Ces hommes de la préhistoire me font songer à la troupe du Bolchoï et à celle de Béjard. À cette différence près qu'ils n'ont jamais appris le métier de danseur et qu'ils sont mus par leur seule sensibilité. Ils grognent comme de vrais sauvages, hurlent comme les supporters du dimanche au stade, crachent comme les boxeurs sur le ring, puis ils bougent la tête et leur diadème de plumes ondule alors avec la grâce d'une danse des sept voiles.

En face d'eux se tient un peloton de femmes dont la poitrine est en partie cachée sous une carapace de tortue. Chaque visage est un chef-d'oeuvre. Le fond du maquillage est rouge. C'est un rouge cardinal, intense, violent, magnétique, barré de fines raies blanches qui sont comme autant de longues larmes. Blancs sont aussi le contour des yeux, l'arrête du nez, les lèvres. À contempler ces créatures on est si ému qu'on sent s'éveiller une pulsion refoulée au plus profond de soi par des tabous immémoriaux. Elles battent des mains, secouant les dix, les vingt rangs de coquillages de leurs colliers, et j'en fais autant, emporté par la frénésie du sing-sing.
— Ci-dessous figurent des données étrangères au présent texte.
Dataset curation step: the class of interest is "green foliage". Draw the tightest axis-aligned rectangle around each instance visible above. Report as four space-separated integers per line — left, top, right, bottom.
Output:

— Libère ton esprit, m'avait dit Daniel.

Il s'est envolé sans que je fasse rien. J'ai tout oublié, je ne distingue plus les vendeuses d'arachides, je ne sens plus l'odeur des beignets dont les enfants sont si friands, je ne fais plus attention à mes voisins ni au regard étonné de mes compagnons. Dans cette poussière qui me brûle les yeux et rend ma bouche sèche, je me baisse pour voler à la terre une poignée de boue. Je veux ressembler à un Mudman.

Un guerrier à la barbe noire s'approche avec de la couleur dans les mains, du rouge et du jaune. Dans le lobe percé d'une oreille il s'est enfilé une cigarette. Il me maquille les yeux qu'un cercle de feu enflamme soudain ; il me peint aussi le nez. Ensuite il danse avec moi, et moi avec lui. Autour de nous tout disparaît. D'abord j'entends seulement au loin les tambours, puis je sens monter en moi un drôle de chant, aussi doux qu'impétueux, un chœur, mais muet. Daniel m'avait prévenu :
— Quand ils apparaissent, m'avait-il raconté cette nuit-là au bord de la rivière, les esprits peuvent aussi se mettre à parler.

Maintenant je reconnais ces voix délicates et puissantes, je reconnais cette harmonie : ce que j'entends, c'est le chant des lucioles.